Les systèmes avancés de freinage d'urgence (AEBS) disposent de capteurs qui détectent les mouvements autour du véhicule et peuvent ainsi prévenir le conducteur d'une collision imminente.

Le système peut enclencher la pédale de frein de manière automatique si le conducteur ne réagit pas aux alertes.

L'AEBS existe depuis plusieurs années déjà pour les camions et les autobus.

Le nouveau règlement imposera des exigences strictes et harmonisées au niveau international pour l'utilisation des AEBS à faible vitesse (jusqu'à 60 km/h).

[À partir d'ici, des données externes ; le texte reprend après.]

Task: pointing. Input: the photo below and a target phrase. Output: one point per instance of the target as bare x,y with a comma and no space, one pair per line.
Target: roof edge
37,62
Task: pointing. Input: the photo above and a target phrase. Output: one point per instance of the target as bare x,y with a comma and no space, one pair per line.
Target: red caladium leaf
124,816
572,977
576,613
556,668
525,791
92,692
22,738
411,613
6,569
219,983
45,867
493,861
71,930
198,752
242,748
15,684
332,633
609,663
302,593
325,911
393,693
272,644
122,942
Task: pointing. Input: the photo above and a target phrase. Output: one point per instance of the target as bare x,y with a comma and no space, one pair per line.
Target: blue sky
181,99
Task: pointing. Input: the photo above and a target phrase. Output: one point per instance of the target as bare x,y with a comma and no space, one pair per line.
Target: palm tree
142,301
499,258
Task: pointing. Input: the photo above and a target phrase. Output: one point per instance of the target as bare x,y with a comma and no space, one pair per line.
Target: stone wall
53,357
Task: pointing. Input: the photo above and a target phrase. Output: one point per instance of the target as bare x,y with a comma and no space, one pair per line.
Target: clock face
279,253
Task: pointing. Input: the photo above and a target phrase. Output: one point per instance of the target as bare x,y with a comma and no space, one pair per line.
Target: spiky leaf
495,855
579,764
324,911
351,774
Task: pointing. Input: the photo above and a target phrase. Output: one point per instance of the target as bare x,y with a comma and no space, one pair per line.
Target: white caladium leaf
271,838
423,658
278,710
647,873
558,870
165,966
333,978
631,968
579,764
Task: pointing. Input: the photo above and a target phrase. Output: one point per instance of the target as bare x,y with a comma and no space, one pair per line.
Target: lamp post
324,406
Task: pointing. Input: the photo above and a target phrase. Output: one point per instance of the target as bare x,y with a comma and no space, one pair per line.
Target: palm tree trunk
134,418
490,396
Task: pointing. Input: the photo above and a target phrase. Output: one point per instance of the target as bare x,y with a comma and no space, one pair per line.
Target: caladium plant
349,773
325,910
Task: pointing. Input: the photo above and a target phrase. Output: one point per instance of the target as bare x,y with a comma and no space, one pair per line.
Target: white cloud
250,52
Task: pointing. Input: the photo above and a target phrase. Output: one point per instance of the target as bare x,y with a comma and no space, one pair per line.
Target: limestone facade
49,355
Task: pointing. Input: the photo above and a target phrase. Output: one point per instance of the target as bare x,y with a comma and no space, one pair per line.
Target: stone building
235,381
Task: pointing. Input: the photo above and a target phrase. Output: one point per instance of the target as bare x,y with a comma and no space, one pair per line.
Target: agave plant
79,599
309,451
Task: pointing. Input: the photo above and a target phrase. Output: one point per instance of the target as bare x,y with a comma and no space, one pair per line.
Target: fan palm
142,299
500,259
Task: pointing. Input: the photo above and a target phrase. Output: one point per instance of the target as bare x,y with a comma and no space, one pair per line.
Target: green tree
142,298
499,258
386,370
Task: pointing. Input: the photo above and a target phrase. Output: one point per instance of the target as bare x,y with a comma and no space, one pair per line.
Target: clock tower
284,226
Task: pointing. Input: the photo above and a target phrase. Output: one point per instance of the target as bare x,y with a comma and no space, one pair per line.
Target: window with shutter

Le règlement s'appliquera aux voitures et aussi à tous les véhicules utilitaires légers, comme les camionnettes et les minibus de moins de neuf passagers.

"Des AEBS sont déjà disponibles pour certaines voitures dans certains pays, mais il n'existait jusqu'à présent aucune exigence technique standard garantissant le bon fonctionnement de ces systèmes", a indiqué la Commission Economique des Nations Unies pour l'Europe (CEE-ONU) dans un communiqué.

Ce projet a été adopté par le Groupe de travail des véhicules automatisés/autonomes et connectés (GRVA) du Forum mondial pour l'harmonisation des Règlements concernant les véhicules de la CEE-ONU, a expliqué un porte-parole de l'organisation, Jean Rodriguez, lors d'un point de presse à Genève.

Le nouveau règlement, qui devra être formellement adopté en juin par le Forum, sera ensuite soumis aux Etats membres, dont font partie une cinquantaine de pays dont ceux de l'UE, le Japon, la Corée du Sud, l'Australie et la Russie, mais pas la Chine ni les Etats-Unis.

Ce nouveau système vise à améliorer la sécurité routière, en particulier dans les villes, où rien que dans l'UE, plus de 9.500 décès ont été enregistrés en 2016, soit 38% des décès sur la route. Selon les estimations de Bruxelles, l'AEBS pourrait sauver plus de 1.000 vies chaque année dans l'UE.